Ultimo aggiornamento  12 novembre 2019 04:14

102° Giro d'Italia: la tappa finale è a idrogeno.

Redazione ·

Il 102esimo Giro d'Italia è stato il primo a muovere la carovana che ha attraversato il Paese utilizzando vetture capaci di ridurre le emissioni. Questo grazie all'impegno di Toyota che ha partecipato per la prima volta alla corsa rosa con l'ultima generazione delle sue ibride elettriche Rav4 e Corolla Touring Sports, capaci di viaggire per il 50% del tempo a batteria, senza inquinare.

Per la tappa finale di domenica 2 giugno a Verona il costruttore giapponese ha deciso di schierare una flotta di 8 Mirai, la prima berlina a celle di combustibile alimentata a idrogeno prodotta in serie al mondo.

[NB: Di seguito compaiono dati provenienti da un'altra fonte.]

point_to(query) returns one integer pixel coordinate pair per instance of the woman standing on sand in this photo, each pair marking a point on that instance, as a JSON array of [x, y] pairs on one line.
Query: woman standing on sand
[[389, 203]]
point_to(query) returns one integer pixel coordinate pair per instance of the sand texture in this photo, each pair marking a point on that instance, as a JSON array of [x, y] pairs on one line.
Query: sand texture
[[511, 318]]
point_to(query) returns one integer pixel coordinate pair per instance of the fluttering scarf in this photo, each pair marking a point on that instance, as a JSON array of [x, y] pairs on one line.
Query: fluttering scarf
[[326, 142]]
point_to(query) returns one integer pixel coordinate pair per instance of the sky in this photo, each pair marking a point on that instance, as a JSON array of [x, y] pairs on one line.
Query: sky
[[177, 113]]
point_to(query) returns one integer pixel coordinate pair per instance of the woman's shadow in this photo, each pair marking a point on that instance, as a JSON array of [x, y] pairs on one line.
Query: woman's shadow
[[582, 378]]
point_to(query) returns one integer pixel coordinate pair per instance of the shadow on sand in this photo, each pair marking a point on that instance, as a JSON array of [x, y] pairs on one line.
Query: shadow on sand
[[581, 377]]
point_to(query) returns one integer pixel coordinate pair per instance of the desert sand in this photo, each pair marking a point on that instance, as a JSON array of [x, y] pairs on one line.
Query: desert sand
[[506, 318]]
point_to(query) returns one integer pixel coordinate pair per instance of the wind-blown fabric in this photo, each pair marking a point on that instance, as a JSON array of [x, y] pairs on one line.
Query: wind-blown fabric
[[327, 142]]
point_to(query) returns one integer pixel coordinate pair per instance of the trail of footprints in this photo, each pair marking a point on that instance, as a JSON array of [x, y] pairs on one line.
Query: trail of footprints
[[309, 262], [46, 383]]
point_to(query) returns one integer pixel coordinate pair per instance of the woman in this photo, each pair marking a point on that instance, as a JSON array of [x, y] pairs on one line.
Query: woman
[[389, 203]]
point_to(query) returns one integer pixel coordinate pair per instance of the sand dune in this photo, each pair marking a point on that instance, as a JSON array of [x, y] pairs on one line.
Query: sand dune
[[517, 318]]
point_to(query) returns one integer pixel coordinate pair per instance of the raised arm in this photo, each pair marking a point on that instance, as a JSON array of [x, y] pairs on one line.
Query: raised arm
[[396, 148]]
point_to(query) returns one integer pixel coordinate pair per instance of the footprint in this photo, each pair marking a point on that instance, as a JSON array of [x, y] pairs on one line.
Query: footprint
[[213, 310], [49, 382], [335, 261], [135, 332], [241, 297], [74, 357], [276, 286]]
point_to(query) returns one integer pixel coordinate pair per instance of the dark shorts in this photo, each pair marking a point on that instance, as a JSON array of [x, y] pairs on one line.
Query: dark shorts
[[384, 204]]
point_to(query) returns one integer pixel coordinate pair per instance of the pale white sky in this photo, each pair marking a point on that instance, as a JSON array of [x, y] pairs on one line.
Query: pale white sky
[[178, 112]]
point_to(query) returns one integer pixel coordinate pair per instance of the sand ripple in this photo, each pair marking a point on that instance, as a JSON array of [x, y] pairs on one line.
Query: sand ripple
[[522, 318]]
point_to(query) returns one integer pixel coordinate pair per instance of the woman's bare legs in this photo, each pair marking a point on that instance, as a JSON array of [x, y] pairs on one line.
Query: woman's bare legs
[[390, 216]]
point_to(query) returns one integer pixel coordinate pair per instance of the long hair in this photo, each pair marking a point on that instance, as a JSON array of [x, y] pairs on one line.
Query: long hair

Alcune delle Mirai - una parola che in giapponese significa "futuro" - verranno utilizzate nel "Giro Club", il servizio hospitality che accompagna gli ospiti dietro le quinte della gara ciclistica, mentre altre aspetteranno l'arrivo dei corridori all'ingresso della Arena, ultimo e inimitabile palcoscenico della competizione che assegna la maglia rosa.

Dagli scarichi solo acqua

Prodotta nell'impianto di Motomachi - fondato nell'agosto del 1959 nella prefettura di Aichi in Giappone, tra Tokyo e Osaka - la Mirai è il risultato di un progetto ventennale.  Il motore elettrico dispone di una potenza di 113 chilowatt, pari a 154 cavalli. Sfrutta l'esclusivo Toyota Fuel Cell System ed è alimentata a idrogeno. Non emette quindi CO2 o alcun altro gas inquinante e dal suo tubo di scarico esce soltanto acqua. L'autonomia garantita dalla Casa è di 500 chilometri. Finora ne sono stati venduti 8mila esemplari.